Indian J Pediatr. 1999 May-Jun;66(3):357-61. doi: 10.1007/BF02845523.
Our aim was to assess the role of inhaled nitric oxide (NO) therapy in post operative cases of congenital heart defects who developed pulmonary arterial hypertensive (PAH) crisis and had no response with conventional management. From February '95 to January '97, inhaled NO therapy was used in 21 children. Age ranged from 2 months to 9 years (mean 5.6 years) and duration of therapy ranged from 1 to 13 days. Of 21 patients, 17 responded well with 5-20 ppm while 4 did not. The preoperative mean pulmonary systolic pressure was 88 mm Hg against mean systemic pressure of 96 mm Hg. Post operatively, their PA pressure reduced to 62 mm Hg, with systemic pressure of 98 mm Hg. After using inhaled NO, PA pressure dropped to 24 mm Hg (mean systolic) (p < 0.007), after excluding the non responders. Of 4 non responders, two died due to irreversible pulmonary vascular disease and remaining two died due to residual defects. The study shows that inhaled NO is a selective pulmonary vasodilator, which is useful in postoperative PAH crisis and also reduces the transpulmonary gradient in single ventricle repair cases. It is safe and effective for prolonged use. It is very useful in Indian perspective, when more number of cases with congenital heart defects (CHD) along with severe PAH are encountered routinely.
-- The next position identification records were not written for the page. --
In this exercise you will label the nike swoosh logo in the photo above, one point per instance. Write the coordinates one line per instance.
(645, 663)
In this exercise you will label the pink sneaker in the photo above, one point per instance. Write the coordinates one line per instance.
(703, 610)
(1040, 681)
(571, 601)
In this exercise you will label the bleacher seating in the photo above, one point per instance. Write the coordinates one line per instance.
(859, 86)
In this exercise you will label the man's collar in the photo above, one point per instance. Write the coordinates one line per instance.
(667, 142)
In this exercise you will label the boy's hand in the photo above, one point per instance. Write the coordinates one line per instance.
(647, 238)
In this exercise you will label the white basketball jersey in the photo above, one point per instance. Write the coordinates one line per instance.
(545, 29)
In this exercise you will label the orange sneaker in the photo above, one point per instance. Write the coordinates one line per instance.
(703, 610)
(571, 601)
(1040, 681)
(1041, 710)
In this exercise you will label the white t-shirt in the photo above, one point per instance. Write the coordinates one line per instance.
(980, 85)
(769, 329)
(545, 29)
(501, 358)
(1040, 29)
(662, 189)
我们的目的是评估吸入一氧化氮(NO)疗法在先天性心脏病术后发生肺动脉高压(PAH)危象且对传统治疗无反应的病例中的作用。从1995年2月至1997年1月,对21名儿童使用了吸入NO疗法。年龄范围为2个月至9岁(平均5.6岁),治疗持续时间为1至13天。21例患者中,17例对5 - 20 ppm的剂量反应良好,4例无反应。术前平均肺动脉收缩压为88 mmHg,平均体循环压力为96 mmHg。术后,他们的肺动脉压力降至62 mmHg,体循环压力为98 mmHg。使用吸入NO后,排除无反应者,肺动脉压力降至24 mmHg(平均收缩压)(p < 0.007)。4例无反应者中,2例死于不可逆的肺血管疾病,其余2例死于残余缺陷。该研究表明,吸入NO是一种选择性肺血管扩张剂,对术后PAH危象有用,也可降低单心室修复病例中的跨肺压差。长期使用安全有效。从印度的角度来看,当经常遇到更多伴有严重PAH的先天性心脏病(CHD)病例时,它非常有用。